The first one is just a public field, the second one is a so-called automatic property. Automatic properties are changed to regular properties with a backing field by the C# compiler.
Public fields and properties are equal in C# syntax, but they are different in IL (read this on a German forum recently, can't give you the source, sorry).
Matthias
The biggest difference is that you can add access modifiers to properties, for example like this
public class MyClass
{
public bool MyProperty { get; protected set; }
}
For access to the CLR fields and properties are different too. So if you have a field and you want to change it to a property later (for example when you want to add code to the setter) the interface will change, you will need to recompile all code accessing that field. With an Autoproperty you don't have this problem.
I am assuming you are not writing code that will be called by 3rd party developers that can’t recompile their code when you change your code. (E.g. that you don’t work for Microsoft writing the .Net framework it’s self, or DevExpress writing a control toolkip). Remember that Microsoft’s .NET framework coding standard is for the people writing the framework and tries to avoid a lot of problems that are not even issues if you are not writing a framework for use of 3rd party developers.

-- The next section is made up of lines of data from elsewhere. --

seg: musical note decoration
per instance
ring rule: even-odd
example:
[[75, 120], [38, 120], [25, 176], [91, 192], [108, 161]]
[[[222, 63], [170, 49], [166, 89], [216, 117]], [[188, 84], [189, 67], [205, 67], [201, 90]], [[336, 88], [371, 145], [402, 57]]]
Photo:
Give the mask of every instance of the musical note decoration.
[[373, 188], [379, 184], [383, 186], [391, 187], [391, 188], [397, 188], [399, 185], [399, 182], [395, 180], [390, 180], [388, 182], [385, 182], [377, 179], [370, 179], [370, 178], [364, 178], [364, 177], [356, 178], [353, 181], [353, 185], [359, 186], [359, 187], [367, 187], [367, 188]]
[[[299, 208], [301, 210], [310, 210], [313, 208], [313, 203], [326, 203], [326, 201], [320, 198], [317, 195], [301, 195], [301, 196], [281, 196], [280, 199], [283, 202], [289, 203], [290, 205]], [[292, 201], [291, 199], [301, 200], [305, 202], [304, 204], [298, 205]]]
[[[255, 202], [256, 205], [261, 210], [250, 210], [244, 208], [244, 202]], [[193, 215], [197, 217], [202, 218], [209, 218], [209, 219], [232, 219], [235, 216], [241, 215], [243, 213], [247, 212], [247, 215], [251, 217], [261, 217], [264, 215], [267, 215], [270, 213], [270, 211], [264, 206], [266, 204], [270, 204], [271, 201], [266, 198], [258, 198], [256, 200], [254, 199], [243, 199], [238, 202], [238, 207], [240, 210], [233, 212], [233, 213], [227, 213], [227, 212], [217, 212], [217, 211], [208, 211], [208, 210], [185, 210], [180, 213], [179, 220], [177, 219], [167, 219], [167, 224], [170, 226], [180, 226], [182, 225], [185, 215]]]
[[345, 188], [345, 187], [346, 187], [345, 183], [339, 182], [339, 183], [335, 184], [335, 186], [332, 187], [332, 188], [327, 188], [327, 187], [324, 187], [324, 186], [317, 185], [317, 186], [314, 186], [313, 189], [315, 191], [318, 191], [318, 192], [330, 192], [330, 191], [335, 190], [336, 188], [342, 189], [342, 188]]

The 2nd case the defined a propriety, the only true advantage of doing is that that data binding does not work with fields. There is however a big political advantage in using proprieties, you get a lot less invalid complaints from other developers that look at your code.
All the other advantages for proprieties (that are well explained in the other answers to your questions) are not of interest to you at present, as any programmer using your code can change the field to a propriety later if need be and just recompile your solution.
However you are not likely to get stacked for using proprieties, so you make as well always use public proprieties rather the fields.